En marzo de este año recibí la carta de invitación al XXVII Encuentro Iberoamericano de Escritores, que se cumpliría del 13 al 16 de octubre. En la misma se me anunciaba que mi nombre estaba postulado para ser considerado “Huésped distinguido” por el ayuntamiento salmantino.
Un mes más tarde apareció un flayer en el que se formalizaba que la poeta panameña Giovanna Benedetti y yo habíamos sido designados con tan alta distinción, que se entregaría en ceremonia especial el 14 de octubre, un día después de iniciado el certamen.
Con estas gratas expectativas viajé a la ciudad que lleva ocho siglos acumulando sabiduría y que por tal motivo es uno de los lugares de mayor tradición cultural en el continente europeo.

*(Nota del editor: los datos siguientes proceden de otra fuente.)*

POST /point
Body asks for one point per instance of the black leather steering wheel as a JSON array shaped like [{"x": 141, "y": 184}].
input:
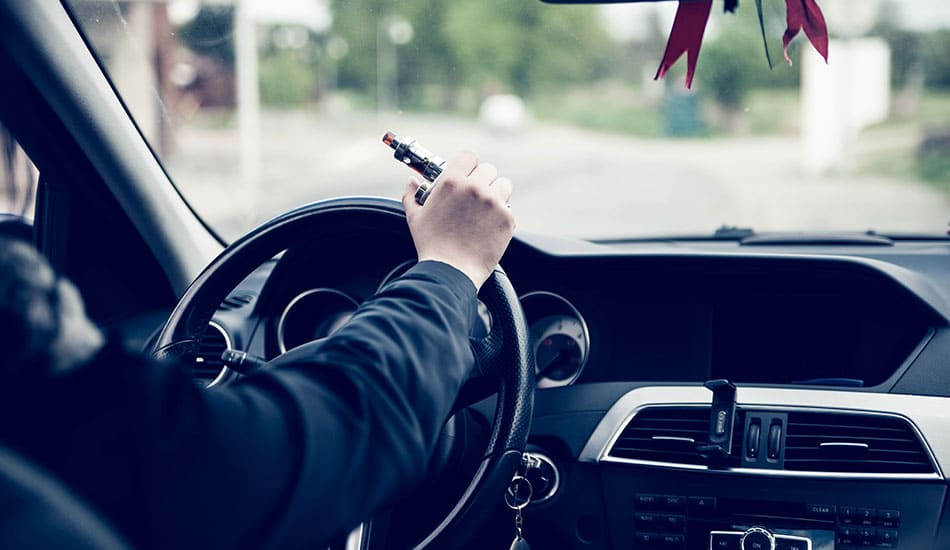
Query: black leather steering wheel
[{"x": 503, "y": 354}]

Para cualquier persona, que tenga que ver en su actividad diaria con el uso correcto de la lengua, es un halago poder conocer y disfrutar de una ciudad y de una universidad que desde el siglo XVII coincide con el Siglo de Oro de las letras españolas.
Nombres como Francisco de Vitoria, fray Luis de León, Francisco de Salinas, Miguel de Cervantes, San Juan de la Cruz, Santa Teresa de Jesús, Luis de Góngora, Mateo Alemán, Vicente Espinel, Francisco de Quevedo, Calderón de la Barca o Lope de Vega, podían fácilmente cruzar al visitante en cualquier calle salmantina.
Por ello y por la belleza de su reflejo dorado, la ciudad del Tormes fue declarada por la Unesco en 1988 como Patrimonio de la Humanidad.
Entonces, ¿cómo no agradecer al poeta Alfredo Pérez Alencart, creador y alma del Encuentro, su deferencia al incluirme en la nómina de invitados, que una vez los conoces y escuchas comprendes sus altas calidades como poetas y como seres humanos? Vincularse a este rito comunitario con la palabra poética, es lograr una fraterna familia de juglares, generosa y solidaria.
Tal vez, la poesía no te salve de enojosos tropezones, pero te resguarda de que los mismos te amarguen la alegría de unos luminosos abrazos.